In depth Details From PS Audio Site
PS Audio Perfect Wave Transport and Dac
The PerfectWave CD and DVD Memory Transport is a ground breaking new category of device. It is an optical disc reader built to extract both standard and high resolution audio from just about any optical playback medium, such as a Compact Disc (CD) or Digital Video Disc (DVD), and send perfected digital audio data from its solid state memory to any Digital to Analog Converter (DAC) made.It accomplishes this task in a manner quite different than other CD transports and players. Using an optical ROM reader, the PWT extracts the data off any CD or DVD in bit-perfect condition without using error correction and places that data into a special version of the PS Audio Digital Lens. Once inside the Digital lens, the musical information is stored in pure form without clocks or any reference to time. The stored musical information is then retrieved by the PWT's asynchronous fixed timing clock and output to your DAC with perfect timing and extremely low jitter through its digital audio outputs, or jitter-free through the HDMI connector.

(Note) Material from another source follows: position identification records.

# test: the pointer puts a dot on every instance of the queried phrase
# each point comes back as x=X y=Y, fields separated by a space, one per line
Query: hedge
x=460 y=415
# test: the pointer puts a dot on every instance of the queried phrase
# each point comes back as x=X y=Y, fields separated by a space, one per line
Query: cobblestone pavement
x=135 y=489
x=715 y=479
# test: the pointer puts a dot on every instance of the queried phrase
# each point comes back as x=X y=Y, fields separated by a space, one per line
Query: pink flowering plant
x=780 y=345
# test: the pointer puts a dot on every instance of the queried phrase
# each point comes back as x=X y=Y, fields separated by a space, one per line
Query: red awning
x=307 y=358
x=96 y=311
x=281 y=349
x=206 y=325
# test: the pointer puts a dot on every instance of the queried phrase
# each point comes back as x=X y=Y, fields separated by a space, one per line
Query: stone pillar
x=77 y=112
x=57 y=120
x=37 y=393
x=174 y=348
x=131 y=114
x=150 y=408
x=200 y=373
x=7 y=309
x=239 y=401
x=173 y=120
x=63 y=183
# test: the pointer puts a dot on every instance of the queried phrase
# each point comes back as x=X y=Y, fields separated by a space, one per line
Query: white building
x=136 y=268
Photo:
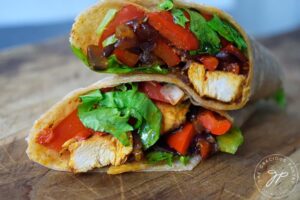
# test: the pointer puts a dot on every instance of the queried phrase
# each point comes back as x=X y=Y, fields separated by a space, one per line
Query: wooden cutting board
x=33 y=78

The results are remarkable. Based on comparisons with any standard technology CD or computer based system, the PWT produces hands-down noticeably better performance for any listener on any system. This transport unlocks all the musical magic stored in your CD library and hidden from you all this time.
The PWT's gorgeous color touch screen displays the cover art for each CD and eliminates forever the traditional track selection by number. Song titles are displayed just as they would be on the CD cover making the PWT a joy to use and own.

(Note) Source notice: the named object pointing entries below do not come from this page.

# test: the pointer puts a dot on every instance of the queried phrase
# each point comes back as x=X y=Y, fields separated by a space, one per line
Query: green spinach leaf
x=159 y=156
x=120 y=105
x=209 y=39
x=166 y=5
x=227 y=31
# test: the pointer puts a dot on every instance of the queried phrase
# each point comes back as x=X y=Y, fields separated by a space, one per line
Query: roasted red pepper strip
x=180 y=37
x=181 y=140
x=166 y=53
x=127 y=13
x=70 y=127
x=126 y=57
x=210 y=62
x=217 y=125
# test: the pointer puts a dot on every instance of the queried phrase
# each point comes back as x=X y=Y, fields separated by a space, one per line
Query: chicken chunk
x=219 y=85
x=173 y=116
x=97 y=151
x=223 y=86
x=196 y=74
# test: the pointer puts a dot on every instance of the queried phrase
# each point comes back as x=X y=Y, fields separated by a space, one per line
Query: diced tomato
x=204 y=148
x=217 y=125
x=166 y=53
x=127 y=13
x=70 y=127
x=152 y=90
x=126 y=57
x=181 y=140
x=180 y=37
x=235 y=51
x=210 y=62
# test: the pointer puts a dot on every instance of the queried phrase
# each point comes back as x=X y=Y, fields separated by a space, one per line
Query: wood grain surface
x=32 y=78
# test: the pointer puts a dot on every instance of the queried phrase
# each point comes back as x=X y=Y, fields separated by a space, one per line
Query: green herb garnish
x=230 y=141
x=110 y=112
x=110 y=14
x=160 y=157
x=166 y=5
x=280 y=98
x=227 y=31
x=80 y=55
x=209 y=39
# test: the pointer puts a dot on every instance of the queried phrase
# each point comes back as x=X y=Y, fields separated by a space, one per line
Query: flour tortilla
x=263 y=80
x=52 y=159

As technology transcends the limitations of CD's and we enter the next evolution in digital audio playback, high resolution audio, the PWT is ready for the challenge. Without the need for a computer, the PWT plays high resolution audio files, lossless stored music, standard CD's and homemade compilations on either CD-R or DVD-R with the ease and grace of a beautifully built machine.
The PWT is built to last a lifetime and will be the last optical disc reader you will own.
A bit of history
In 1982, the first Compact Disc (CD) was released by the band Abba. The CD release of Abba's "The Visitors" was a bold move for the band as few people had a way to playback the disc. Up until their CD's release, recorded audio was stored on either magnetic tape or vinyl records. The idea of storing audio on an optical disc and playing that data back with a laser beam was a remarkable step forward. If you're interested in the CD's complete history, you can read about it here.
A quarter of a century later the Compact Disc is still the biggest portable storage medium for recorded music and data in the world, with 2.5 billion discs a year produced (falling to 1.5 billion in 2008). Most music libraries in people's homes are stored on CD's and these CD's are played back on everything from the least expensive, to the most expensive CD players and transports with varying degrees of quality.
A quarter century after the CD was introduced, the first of several new moves away from the optical storage idea (of the CD) began to take shape in the form of a return to magnetic storage devices known as hard drives. Hard drives store audio data magnetically; in much the same way tapes did a quarter of a century ago.
Magnetic hard drives have several advantages over CD optical storage: they hold more music, they can store more formats at higher resolutions and they can sound better. They also have several disadvantages: they require some form of computer to access them and their outside interfaces are not designed for compatibility with high-end audio playback sources.
In the last few years digitally encoded music has taken another few steps away from the venerable CD: the creation of media libraries accessible over a network or the internet.
It is clear that technology is moving away from optical discs as a means of storage and playback, yet the vast majority of all the recorded music in the world remains accessible only from these discs. It may be axiomatic to point out that the best technologies for any category appear near the end-of-life for those categories. The best tape recorders were introduced as the medium fell out of favor. The best turntables and phono preamplifiers ever made were designed and released after the vinyl record's heyday. And so it is with the Compact Disc player, in the form of the PerfectWave Transport.